Since the precedence of * is 2, while min_prec is 3, the while loop never runs and the call returns. So the original compute_expr will get to handle the second multiplication, not the internal call. Essentially, this means that the expression is grouped as follows:

(8 * 9) * 10

Which is exactly what we want from left associativity.

In contrast, for this expression:

8 ^ 9 ^ 10

The precedence of ^ is 3, and since it's right associative, the min_prec for the recursive call stays 3. This will mean that the recursive call will consume the next ^ operator before returning to the original compute_expr, grouping the expression as follows:

8 ^ (9 ^ 10)

Handling sub-expressions

The algorithm pseudo-code presented above doesn't explain how parenthesized sub-expressions are handled. Consider this expression:

2000 * (4 - 3) / 100

It's not clear how the while loop can handle this. The answer is compute_atom. When it sees a left paren, it knows that a sub-expression will follow, so it calls compute_expr on the sub expression (which lasts until the matching right paren), and returns its result as the result of the atom. So compute_expr is oblivious to the existence of sub-expressions.

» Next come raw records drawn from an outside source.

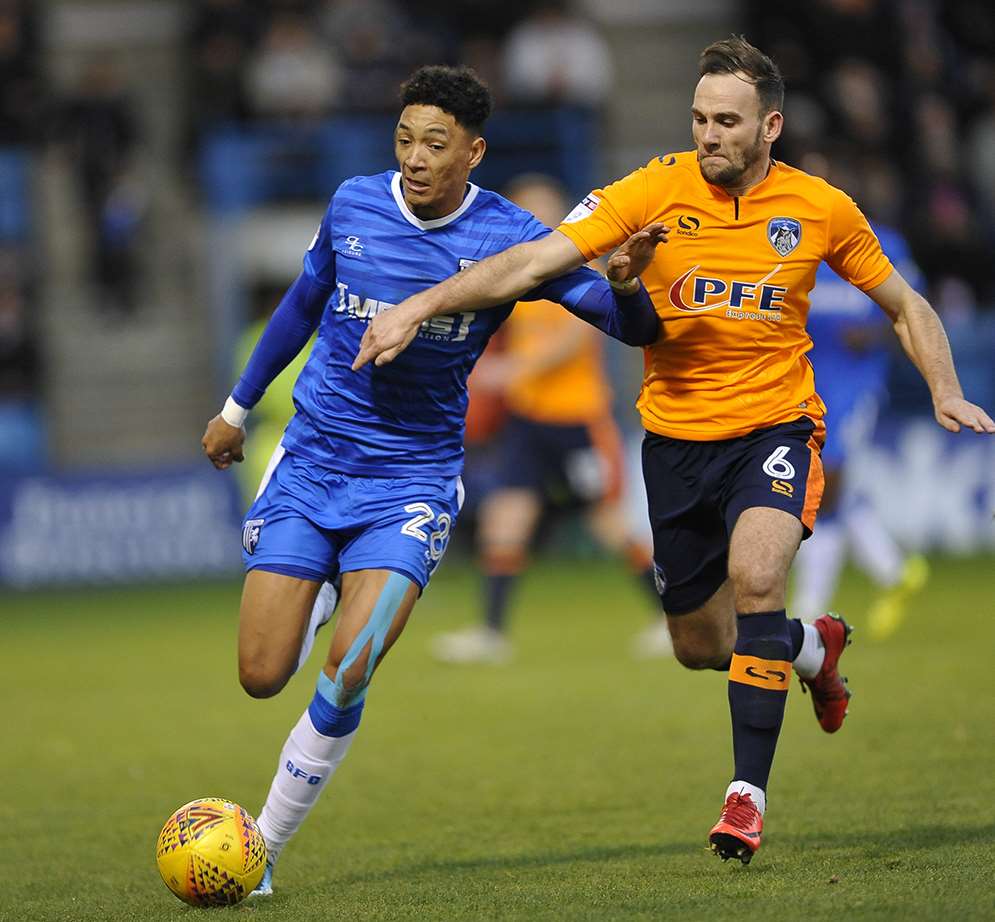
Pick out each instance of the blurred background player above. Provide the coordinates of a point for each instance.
(559, 449)
(851, 356)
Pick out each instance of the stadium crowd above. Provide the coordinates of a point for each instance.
(895, 101)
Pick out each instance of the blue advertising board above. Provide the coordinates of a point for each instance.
(118, 527)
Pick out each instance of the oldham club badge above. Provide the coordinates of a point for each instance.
(784, 234)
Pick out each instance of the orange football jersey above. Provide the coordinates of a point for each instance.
(572, 392)
(731, 286)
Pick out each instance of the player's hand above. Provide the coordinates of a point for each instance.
(222, 443)
(631, 259)
(387, 335)
(954, 412)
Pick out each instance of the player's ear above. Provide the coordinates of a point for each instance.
(773, 123)
(477, 148)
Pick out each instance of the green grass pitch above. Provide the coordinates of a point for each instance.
(574, 784)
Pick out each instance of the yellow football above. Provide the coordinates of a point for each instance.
(211, 853)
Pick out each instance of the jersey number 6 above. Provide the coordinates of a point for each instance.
(777, 466)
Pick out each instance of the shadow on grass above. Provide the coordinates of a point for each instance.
(531, 860)
(892, 840)
(869, 842)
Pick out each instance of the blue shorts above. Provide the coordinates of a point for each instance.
(313, 523)
(697, 491)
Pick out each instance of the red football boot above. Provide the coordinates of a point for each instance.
(830, 695)
(737, 833)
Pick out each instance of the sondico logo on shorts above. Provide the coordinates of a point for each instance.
(781, 469)
(583, 209)
(694, 293)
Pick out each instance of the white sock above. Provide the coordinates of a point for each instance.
(324, 606)
(744, 787)
(308, 760)
(876, 551)
(817, 569)
(808, 662)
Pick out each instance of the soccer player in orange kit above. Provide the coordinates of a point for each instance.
(733, 422)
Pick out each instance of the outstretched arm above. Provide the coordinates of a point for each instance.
(500, 278)
(497, 280)
(922, 337)
(287, 332)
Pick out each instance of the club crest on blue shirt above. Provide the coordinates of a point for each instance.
(784, 234)
(250, 534)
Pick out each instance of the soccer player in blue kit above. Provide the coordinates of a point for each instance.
(365, 486)
(851, 359)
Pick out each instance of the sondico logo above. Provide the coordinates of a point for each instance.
(688, 225)
(694, 294)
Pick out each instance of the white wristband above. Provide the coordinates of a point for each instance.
(233, 414)
(625, 288)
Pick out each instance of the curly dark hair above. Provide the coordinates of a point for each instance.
(736, 55)
(456, 90)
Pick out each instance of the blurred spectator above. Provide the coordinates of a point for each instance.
(554, 57)
(20, 82)
(378, 45)
(908, 87)
(20, 422)
(220, 36)
(99, 127)
(293, 73)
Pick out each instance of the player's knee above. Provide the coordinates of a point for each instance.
(260, 680)
(701, 653)
(350, 683)
(756, 584)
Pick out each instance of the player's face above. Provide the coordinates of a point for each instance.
(435, 155)
(731, 135)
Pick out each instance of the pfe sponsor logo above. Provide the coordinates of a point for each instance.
(694, 293)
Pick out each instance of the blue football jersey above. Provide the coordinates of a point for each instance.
(838, 308)
(405, 418)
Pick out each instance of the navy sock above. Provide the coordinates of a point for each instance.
(498, 586)
(758, 689)
(797, 636)
(647, 579)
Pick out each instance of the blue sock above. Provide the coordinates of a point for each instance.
(758, 689)
(327, 717)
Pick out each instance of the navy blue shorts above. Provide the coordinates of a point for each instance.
(566, 465)
(697, 491)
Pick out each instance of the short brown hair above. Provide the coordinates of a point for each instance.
(736, 55)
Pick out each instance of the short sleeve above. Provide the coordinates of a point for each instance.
(607, 217)
(319, 260)
(854, 251)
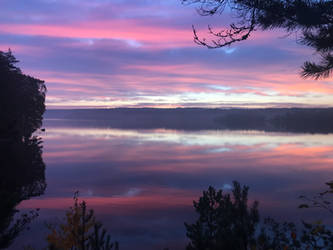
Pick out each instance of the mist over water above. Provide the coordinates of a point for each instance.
(141, 182)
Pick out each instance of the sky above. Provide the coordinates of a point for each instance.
(126, 53)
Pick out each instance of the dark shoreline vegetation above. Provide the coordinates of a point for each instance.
(225, 220)
(295, 120)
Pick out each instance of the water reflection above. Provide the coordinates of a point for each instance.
(21, 177)
(142, 182)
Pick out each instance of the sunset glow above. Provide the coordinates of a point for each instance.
(141, 54)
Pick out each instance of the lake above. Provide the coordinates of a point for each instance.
(141, 182)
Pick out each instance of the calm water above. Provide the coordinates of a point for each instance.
(141, 183)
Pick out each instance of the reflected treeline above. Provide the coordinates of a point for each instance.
(22, 174)
(296, 120)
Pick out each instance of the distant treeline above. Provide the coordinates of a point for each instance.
(310, 120)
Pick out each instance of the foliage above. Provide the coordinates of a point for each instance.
(80, 231)
(225, 221)
(313, 19)
(22, 100)
(22, 176)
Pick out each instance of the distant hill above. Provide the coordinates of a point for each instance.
(310, 120)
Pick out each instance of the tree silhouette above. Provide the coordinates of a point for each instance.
(22, 173)
(22, 99)
(225, 221)
(313, 19)
(22, 176)
(80, 231)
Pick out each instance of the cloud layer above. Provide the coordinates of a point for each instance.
(106, 53)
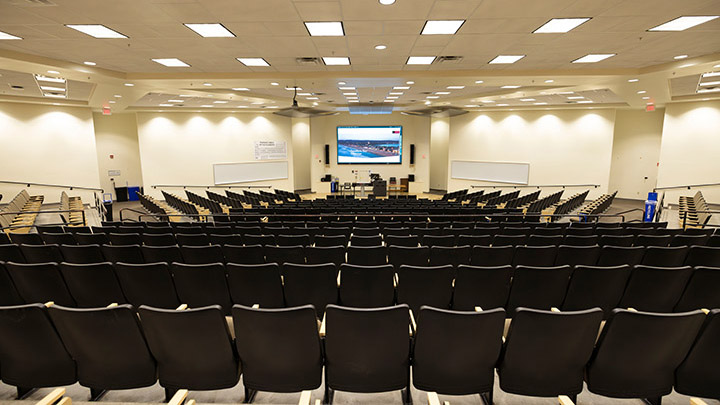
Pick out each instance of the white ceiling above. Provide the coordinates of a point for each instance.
(274, 30)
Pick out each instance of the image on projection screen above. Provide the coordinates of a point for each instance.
(368, 145)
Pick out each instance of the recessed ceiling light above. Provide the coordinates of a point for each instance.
(683, 23)
(96, 30)
(336, 60)
(254, 62)
(442, 27)
(213, 30)
(325, 29)
(171, 62)
(506, 59)
(5, 35)
(593, 57)
(420, 60)
(560, 25)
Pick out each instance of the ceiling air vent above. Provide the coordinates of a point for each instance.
(307, 61)
(449, 59)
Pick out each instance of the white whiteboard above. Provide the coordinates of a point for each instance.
(501, 172)
(228, 173)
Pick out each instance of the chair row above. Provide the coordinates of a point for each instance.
(539, 256)
(546, 353)
(655, 289)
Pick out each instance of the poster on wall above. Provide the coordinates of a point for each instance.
(270, 150)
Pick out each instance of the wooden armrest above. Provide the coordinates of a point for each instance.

Finally, in order to stay short the pseudo-code leaves some interesting details out. What follows is a full implementation of the algorithm that fills all the gaps.

A Python implementation

Here is a Python implementation of expression parsing by precedence climbing. It's kept short for simplicity, but can be be easily expanded to cover a more real-world language of expressions. The following sections present the code in small chunks. The whole code is available here.

I'll start with a small tokenizer class that breaks text into tokens and keeps a state. The grammar is very simple: numeric expressions, the basic arithmetic operators +, -, *, /, ^ and parens - (, ).

Tok = namedtuple('Tok', 'name value')


class Tokenizer(object):
    """ Simple tokenizer object. The cur_token attribute holds the current
        token (Tok). Call get_next_token() to advance to the
        next token. cur_token is None before the first token is
        taken and after the source ends.
    """
    TOKPATTERN = re.compile("\s*(?:(\d+)|(.))")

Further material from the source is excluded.